# Cpl Chris Shallow



## HItorMiss (26 Jan 2012)

Yesterday Cpl Chris Shallow died of Cancer.

He was a first course member of CSOR and a Special Operator since 2006. 

I had the pleasure of knowing and working with Chris and I can say I will miss him and his humor. Chris got me into proper weight lifting and the use of natural supplements to further my training goals. He was one hell of  soldier and door kicker.
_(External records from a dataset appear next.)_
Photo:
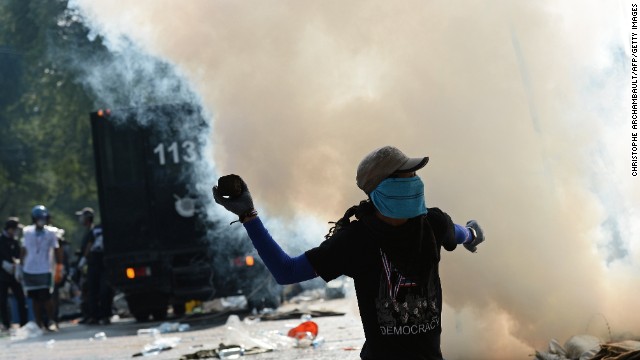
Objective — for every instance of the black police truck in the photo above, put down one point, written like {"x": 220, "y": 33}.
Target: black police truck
{"x": 157, "y": 242}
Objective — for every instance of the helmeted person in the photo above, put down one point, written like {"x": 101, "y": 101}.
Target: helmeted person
{"x": 39, "y": 244}
{"x": 10, "y": 259}
{"x": 391, "y": 250}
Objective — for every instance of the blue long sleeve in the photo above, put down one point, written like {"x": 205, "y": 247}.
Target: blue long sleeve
{"x": 285, "y": 269}
{"x": 462, "y": 234}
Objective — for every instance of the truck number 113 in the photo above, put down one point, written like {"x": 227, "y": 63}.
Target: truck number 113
{"x": 173, "y": 151}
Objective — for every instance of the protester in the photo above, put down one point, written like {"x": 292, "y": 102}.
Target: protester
{"x": 40, "y": 244}
{"x": 391, "y": 250}
{"x": 100, "y": 296}
{"x": 10, "y": 259}
{"x": 65, "y": 249}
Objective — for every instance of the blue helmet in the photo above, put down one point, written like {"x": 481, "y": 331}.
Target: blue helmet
{"x": 39, "y": 212}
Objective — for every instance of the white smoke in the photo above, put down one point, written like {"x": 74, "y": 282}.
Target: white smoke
{"x": 520, "y": 106}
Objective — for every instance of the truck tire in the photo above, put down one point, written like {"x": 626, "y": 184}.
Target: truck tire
{"x": 179, "y": 308}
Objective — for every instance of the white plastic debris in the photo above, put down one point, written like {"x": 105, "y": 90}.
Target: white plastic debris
{"x": 151, "y": 332}
{"x": 159, "y": 345}
{"x": 28, "y": 331}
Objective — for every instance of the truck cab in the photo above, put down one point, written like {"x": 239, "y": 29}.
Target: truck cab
{"x": 157, "y": 242}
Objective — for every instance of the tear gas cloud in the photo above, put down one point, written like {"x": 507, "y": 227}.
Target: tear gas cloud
{"x": 520, "y": 106}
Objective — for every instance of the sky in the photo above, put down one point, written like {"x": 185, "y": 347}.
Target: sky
{"x": 522, "y": 107}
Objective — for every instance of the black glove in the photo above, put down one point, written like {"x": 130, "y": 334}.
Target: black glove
{"x": 232, "y": 193}
{"x": 477, "y": 233}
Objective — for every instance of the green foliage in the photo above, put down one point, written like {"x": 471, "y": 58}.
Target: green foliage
{"x": 46, "y": 155}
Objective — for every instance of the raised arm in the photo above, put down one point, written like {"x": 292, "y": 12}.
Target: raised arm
{"x": 232, "y": 193}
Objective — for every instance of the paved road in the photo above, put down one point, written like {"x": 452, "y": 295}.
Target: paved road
{"x": 342, "y": 335}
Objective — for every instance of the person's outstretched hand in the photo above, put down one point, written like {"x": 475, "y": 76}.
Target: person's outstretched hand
{"x": 478, "y": 236}
{"x": 232, "y": 193}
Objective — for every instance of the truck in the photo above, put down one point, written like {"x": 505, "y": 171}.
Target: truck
{"x": 161, "y": 248}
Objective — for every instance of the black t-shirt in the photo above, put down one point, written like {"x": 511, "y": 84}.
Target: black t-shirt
{"x": 400, "y": 310}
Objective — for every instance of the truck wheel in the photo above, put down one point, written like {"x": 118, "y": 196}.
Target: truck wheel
{"x": 179, "y": 309}
{"x": 141, "y": 316}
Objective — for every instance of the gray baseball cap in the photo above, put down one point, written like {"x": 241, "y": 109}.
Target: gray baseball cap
{"x": 383, "y": 162}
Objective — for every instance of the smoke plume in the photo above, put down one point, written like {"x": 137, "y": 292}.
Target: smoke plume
{"x": 518, "y": 104}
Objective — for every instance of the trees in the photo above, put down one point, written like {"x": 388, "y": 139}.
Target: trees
{"x": 45, "y": 147}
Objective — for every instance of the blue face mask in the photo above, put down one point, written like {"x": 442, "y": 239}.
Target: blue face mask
{"x": 400, "y": 198}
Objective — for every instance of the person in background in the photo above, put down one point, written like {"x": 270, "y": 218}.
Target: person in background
{"x": 65, "y": 248}
{"x": 391, "y": 250}
{"x": 10, "y": 258}
{"x": 100, "y": 294}
{"x": 39, "y": 245}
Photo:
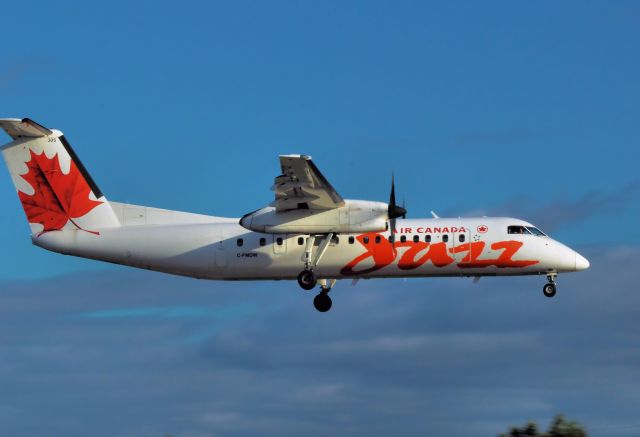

Let'em hang shooter, time for your well deserved break.

Audeamus!


----------



## armyvern (26 Jan 2012)

Condolences and thoughts to Chris' family, friends, and Regiment.


----------



## The Bread Guy (26 Jan 2012)

Condolences


----------



## OldSolduer (26 Jan 2012)

Our condolences to the family, friends and comrades in arms of Cpl Shallow.    

RIP Cpl Shallow


----------



## Journeyman (26 Jan 2012)

Damn


----------



## Armymedic (28 Jan 2012)

Thanks for posting this D.

Chris joined the CF in Aug 04. Chris was previously from 3 RCR Mike (para) Coy. And, as BM said, a member of the inaugural SOBQ is 2006. He served in Afghanistan on two separate occasions.

He passed peacefully surrounded by family.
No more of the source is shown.